SA Legal case continues
Rebecca Puddy, Aboriginal elders continue legal case over long-finished exhibition, The Australian, 18 September 2015
A group of Aboriginal elders is continuing court proceedings against an arts organisation over the use of an ancient songline for an exhibition and book.
Senior men from the remote Pitjantjatjaran lands, which span from the Stuart Highway to the top of South Australia and its border with the west, objected to the use of the Ngintaka story for an exhibition and book last year, saying the use of the songline outside their camps was not permitted and revealed secret men’s stories.
It is understood three of the 10 men who initially signed up to the court challenge — Hector Burton, Mick Wikilyiri and George Kenmore — have sought to withdraw from involvement in the legal proceedings. The involvement of a further two traditional men of law — Willie Kaika Burton and Ray Ken — is also now in doubt.

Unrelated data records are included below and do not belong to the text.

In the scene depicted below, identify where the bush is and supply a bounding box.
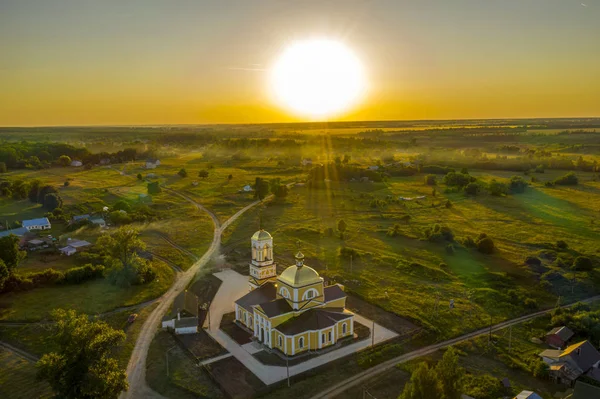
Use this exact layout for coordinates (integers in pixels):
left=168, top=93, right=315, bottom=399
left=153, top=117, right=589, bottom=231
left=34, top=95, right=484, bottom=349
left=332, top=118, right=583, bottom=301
left=573, top=256, right=594, bottom=271
left=488, top=179, right=508, bottom=197
left=148, top=181, right=162, bottom=195
left=556, top=240, right=569, bottom=250
left=525, top=256, right=542, bottom=266
left=509, top=176, right=527, bottom=193
left=465, top=183, right=480, bottom=195
left=425, top=175, right=437, bottom=186
left=339, top=247, right=360, bottom=259
left=64, top=263, right=104, bottom=284
left=554, top=172, right=579, bottom=186
left=477, top=237, right=494, bottom=254
left=423, top=223, right=454, bottom=241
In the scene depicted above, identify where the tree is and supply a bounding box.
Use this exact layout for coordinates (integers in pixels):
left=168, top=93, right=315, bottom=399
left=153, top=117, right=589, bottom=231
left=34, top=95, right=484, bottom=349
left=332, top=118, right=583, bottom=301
left=36, top=309, right=128, bottom=399
left=477, top=237, right=494, bottom=254
left=113, top=200, right=131, bottom=213
left=465, top=183, right=479, bottom=195
left=58, top=155, right=71, bottom=166
left=398, top=362, right=444, bottom=399
left=271, top=178, right=288, bottom=199
left=96, top=227, right=156, bottom=287
left=42, top=193, right=62, bottom=212
left=254, top=177, right=269, bottom=201
left=27, top=179, right=42, bottom=203
left=198, top=169, right=208, bottom=179
left=435, top=347, right=465, bottom=399
left=488, top=179, right=508, bottom=197
left=0, top=259, right=10, bottom=292
left=0, top=234, right=26, bottom=272
left=338, top=219, right=348, bottom=240
left=148, top=181, right=162, bottom=195
left=444, top=172, right=471, bottom=188
left=425, top=175, right=437, bottom=186
left=37, top=185, right=58, bottom=204
left=573, top=256, right=594, bottom=271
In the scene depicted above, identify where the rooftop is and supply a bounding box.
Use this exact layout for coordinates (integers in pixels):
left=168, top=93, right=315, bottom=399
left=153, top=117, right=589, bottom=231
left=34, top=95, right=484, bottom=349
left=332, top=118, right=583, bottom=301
left=546, top=326, right=575, bottom=341
left=235, top=281, right=277, bottom=313
left=252, top=229, right=273, bottom=241
left=275, top=308, right=353, bottom=335
left=23, top=218, right=50, bottom=227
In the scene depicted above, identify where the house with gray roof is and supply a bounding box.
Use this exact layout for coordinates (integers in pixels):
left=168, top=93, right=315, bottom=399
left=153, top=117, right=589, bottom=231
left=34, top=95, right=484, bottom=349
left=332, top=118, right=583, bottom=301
left=21, top=218, right=52, bottom=231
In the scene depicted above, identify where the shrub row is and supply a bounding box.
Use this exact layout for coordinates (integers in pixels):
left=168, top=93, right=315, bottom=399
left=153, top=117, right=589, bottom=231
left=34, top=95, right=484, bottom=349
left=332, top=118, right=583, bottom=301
left=1, top=264, right=104, bottom=293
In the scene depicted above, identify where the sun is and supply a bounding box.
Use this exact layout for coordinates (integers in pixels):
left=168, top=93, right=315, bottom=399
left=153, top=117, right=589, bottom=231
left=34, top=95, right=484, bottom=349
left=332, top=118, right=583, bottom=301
left=270, top=39, right=366, bottom=119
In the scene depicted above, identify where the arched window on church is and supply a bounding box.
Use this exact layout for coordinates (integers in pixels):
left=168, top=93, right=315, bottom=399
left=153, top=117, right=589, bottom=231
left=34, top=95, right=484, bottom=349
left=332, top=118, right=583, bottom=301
left=302, top=288, right=319, bottom=301
left=279, top=287, right=291, bottom=299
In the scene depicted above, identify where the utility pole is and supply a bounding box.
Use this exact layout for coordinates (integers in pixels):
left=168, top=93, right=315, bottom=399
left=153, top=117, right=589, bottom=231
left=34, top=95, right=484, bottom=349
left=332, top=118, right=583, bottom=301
left=371, top=320, right=375, bottom=346
left=285, top=355, right=291, bottom=388
left=165, top=345, right=177, bottom=377
left=488, top=315, right=492, bottom=346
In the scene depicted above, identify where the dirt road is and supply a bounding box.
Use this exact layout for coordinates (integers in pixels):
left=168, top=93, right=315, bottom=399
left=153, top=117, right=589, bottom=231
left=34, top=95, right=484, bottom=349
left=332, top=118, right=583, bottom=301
left=121, top=188, right=268, bottom=399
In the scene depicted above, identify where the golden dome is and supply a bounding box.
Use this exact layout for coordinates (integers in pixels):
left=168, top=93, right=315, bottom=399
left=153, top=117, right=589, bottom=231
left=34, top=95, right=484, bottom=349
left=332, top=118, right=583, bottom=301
left=251, top=229, right=273, bottom=241
left=278, top=265, right=323, bottom=287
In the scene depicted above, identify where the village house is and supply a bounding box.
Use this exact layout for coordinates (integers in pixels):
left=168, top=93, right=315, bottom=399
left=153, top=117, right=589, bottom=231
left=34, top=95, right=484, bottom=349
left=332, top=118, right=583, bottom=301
left=546, top=326, right=574, bottom=349
left=0, top=227, right=29, bottom=237
left=71, top=214, right=90, bottom=223
left=90, top=218, right=106, bottom=227
left=146, top=158, right=160, bottom=169
left=538, top=341, right=600, bottom=385
left=59, top=238, right=92, bottom=256
left=22, top=218, right=52, bottom=231
left=513, top=391, right=542, bottom=399
left=162, top=290, right=200, bottom=334
left=235, top=230, right=354, bottom=356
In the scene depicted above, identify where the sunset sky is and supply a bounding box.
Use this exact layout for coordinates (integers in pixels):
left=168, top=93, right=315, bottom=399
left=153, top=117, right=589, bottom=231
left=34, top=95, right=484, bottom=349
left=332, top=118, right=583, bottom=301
left=0, top=0, right=600, bottom=126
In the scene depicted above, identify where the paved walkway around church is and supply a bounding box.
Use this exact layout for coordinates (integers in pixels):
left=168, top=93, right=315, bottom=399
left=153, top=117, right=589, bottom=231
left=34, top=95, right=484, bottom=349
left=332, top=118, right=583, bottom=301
left=204, top=270, right=398, bottom=385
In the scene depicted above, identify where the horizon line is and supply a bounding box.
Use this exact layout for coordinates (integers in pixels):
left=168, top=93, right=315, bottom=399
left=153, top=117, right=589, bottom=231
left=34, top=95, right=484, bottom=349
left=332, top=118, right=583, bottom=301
left=0, top=116, right=600, bottom=129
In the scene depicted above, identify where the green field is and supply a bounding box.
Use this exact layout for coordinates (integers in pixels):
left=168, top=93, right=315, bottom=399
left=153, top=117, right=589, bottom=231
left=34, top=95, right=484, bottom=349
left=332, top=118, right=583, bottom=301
left=0, top=347, right=53, bottom=399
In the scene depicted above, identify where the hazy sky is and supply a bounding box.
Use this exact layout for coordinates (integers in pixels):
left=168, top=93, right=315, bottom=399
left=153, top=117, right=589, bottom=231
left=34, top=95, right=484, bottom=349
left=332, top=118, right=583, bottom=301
left=0, top=0, right=600, bottom=126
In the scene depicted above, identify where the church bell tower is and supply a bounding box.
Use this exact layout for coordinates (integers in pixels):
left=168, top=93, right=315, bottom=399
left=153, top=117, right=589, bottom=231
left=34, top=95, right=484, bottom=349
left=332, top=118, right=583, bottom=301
left=248, top=229, right=277, bottom=290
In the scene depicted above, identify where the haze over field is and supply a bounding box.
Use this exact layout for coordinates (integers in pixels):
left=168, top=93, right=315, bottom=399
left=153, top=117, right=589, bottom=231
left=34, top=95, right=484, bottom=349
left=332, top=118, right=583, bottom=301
left=0, top=0, right=600, bottom=126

The Aboriginal men are seeking damages, including the profits received through the use of the Ngintaka songline for the government-funded exhibition in Adelaide and its affiliated book.
The exhibition organisers, Ananguku Arts and Culture Aboriginal Corporation, have said there were 25 representative regional and community meetings since 2009 for the show, with approval first granted by the APY Council in 1996.
The exhibition opened at the South Australian Museum in March last year, with more than 50 Anangu from the APY Lands attending in support.